An external validation study has confirmed that biomarkers of the mammalian target of rapamycin (mTOR) pathway have prognostic value in patients with clear cell renal cell carcinoma (RCC) and may help physicians to identify those patients who could benefit from additional treatments.
“Molecular markers have the ability to discriminate between tumors of varying biologic potential and can aid in clinical risk stratification,” Ahmed Q. Haddad, MD, PhD, of the University of Texas Southwestern Medical Center, and colleagues wrote in Cancer. “Molecular staging also has the advantage that it can be performed preoperatively on tissue biopsy specimens and may therefore have benefit in augmenting treatment decisions.”
In prior research, researchers from the University of Texas Southwestern Medical Center reported on a panel of mTOR markers that were associated with aggressive tumor biology and inferior outcomes. The panel included phosphorylated-S6, phosphorylated-mTOR (p-mTOR), mTOR, phosphorylated-AKT, hypoxia inducible factor-1α, Raptor, phosphatase and tensin homolog (PTEN), phosphoinositide 3-kinase (PI3K), and phosphorylated 4E-binding protein-1 (p-4EBP1).
In this study, Haddad and colleagues sought to further validate the value of these markers. They performed immunohistochemistry for five markers—PTEN, PI3K, p-mTOR, phosphorylated-S6 (p-S6), and p-4EBP1—on tissue microarrays from 528 patients with non-metastatic clear cell RCC treated surgically at four centers. The patients had a median follow-up of 56.5 months.
At follow-up, 14.4% of patients had disease recurrence, 9.7% of patients had died of the disease, and 7.4% died from other causes. All patients examined had alteration of at least one of the markers. Specifically, 52.7% had alteration of PI3K; 77.5%, PTEN; 25.4%, p-mTOR; 86.4%, p-4EBP1; and, 29.7%, p-S6.
Results of a multivariate analysis that adjusted for stage, grade, and nodal status showed that alterations in p-4EBP1 and p-S6 were associated with worse recurrence-free survival (hazard ratio [HR] = 2.81; 95% CI, 1.21-6.53; P = .02; and HR = 1.92; 95% CI, 1.19-3.11; P = .01, respectively).
The researchers also noted a strong association with recurrence-free survival and the total number of altered biomarkers. Patients with 4–5 altered biomarkers had a significantly increased HR for recurrence-free survival compared with those patients with 0–1 altered biomarkers (HR = 3.20; P = .02 for patients with a high vs low 5-biomarker score).
The researchers also evaluated the benefit of looking at only those two alterations that showed significant association with recurrence-free survival on univariate analysis (p-S6 and p-4EBP1). The panel consisting of these two markers independently predicted for worse recurrence-free survival (HR = 4.38; P = .003 for patients with a high vs low 2-biomarker score).
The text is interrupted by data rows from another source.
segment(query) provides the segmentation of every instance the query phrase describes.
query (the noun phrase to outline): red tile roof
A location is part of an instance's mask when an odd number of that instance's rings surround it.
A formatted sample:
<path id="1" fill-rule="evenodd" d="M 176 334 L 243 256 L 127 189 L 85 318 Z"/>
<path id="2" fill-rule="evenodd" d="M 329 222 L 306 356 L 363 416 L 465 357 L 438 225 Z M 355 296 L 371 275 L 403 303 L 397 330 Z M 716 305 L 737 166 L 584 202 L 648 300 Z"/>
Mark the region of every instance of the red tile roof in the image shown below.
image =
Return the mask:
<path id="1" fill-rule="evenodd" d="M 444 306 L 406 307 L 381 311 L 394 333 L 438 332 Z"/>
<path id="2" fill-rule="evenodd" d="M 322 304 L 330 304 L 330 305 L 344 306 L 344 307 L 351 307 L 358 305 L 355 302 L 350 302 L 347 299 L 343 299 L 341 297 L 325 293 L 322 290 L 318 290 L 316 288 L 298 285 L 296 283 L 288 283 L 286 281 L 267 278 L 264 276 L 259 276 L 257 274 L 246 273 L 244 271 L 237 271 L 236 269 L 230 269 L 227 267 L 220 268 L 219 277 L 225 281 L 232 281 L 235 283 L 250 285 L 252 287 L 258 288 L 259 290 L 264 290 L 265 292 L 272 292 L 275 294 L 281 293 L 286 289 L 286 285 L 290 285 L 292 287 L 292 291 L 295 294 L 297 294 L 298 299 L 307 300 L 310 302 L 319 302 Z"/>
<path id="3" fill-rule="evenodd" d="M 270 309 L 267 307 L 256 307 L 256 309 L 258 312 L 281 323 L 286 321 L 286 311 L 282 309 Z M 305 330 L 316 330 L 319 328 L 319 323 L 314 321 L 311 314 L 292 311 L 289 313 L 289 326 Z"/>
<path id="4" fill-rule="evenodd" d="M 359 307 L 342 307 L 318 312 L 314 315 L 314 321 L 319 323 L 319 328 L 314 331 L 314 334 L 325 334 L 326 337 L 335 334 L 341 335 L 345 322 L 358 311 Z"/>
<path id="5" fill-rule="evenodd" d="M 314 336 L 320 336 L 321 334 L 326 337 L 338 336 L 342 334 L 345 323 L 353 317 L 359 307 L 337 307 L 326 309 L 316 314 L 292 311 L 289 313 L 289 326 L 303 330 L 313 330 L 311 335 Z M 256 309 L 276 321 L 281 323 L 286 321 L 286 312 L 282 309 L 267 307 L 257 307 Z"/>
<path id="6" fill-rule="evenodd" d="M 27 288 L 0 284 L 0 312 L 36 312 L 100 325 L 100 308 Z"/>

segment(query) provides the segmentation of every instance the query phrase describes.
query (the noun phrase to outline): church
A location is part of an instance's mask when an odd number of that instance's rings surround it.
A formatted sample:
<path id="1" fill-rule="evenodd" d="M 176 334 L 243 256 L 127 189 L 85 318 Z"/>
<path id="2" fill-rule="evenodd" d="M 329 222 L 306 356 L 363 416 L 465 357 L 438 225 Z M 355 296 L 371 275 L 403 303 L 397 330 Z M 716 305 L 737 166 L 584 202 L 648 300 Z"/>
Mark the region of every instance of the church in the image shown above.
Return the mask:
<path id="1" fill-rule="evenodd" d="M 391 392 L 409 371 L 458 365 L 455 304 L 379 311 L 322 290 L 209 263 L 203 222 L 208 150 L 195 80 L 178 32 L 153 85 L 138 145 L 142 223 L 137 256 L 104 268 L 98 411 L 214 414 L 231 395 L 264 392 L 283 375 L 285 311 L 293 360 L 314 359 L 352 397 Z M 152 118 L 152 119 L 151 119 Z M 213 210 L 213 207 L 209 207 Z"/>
“The 2-marker score improved the AUC from 0.772 to 0.782, and the net reclassification improvement was significant (0.357, P = .004), demonstrating that the addition of the 2-marker score significantly improved the classification of predicted risk of recurrence compared with the baseline clinical model incorporating stage, grade, and lymph node status,” the researchers wrote. “These findings suggest that future validation studies could utilize the abbreviated 2-marker scoring system, which would be more cost effective and easier to implement than the 5-marker panel.”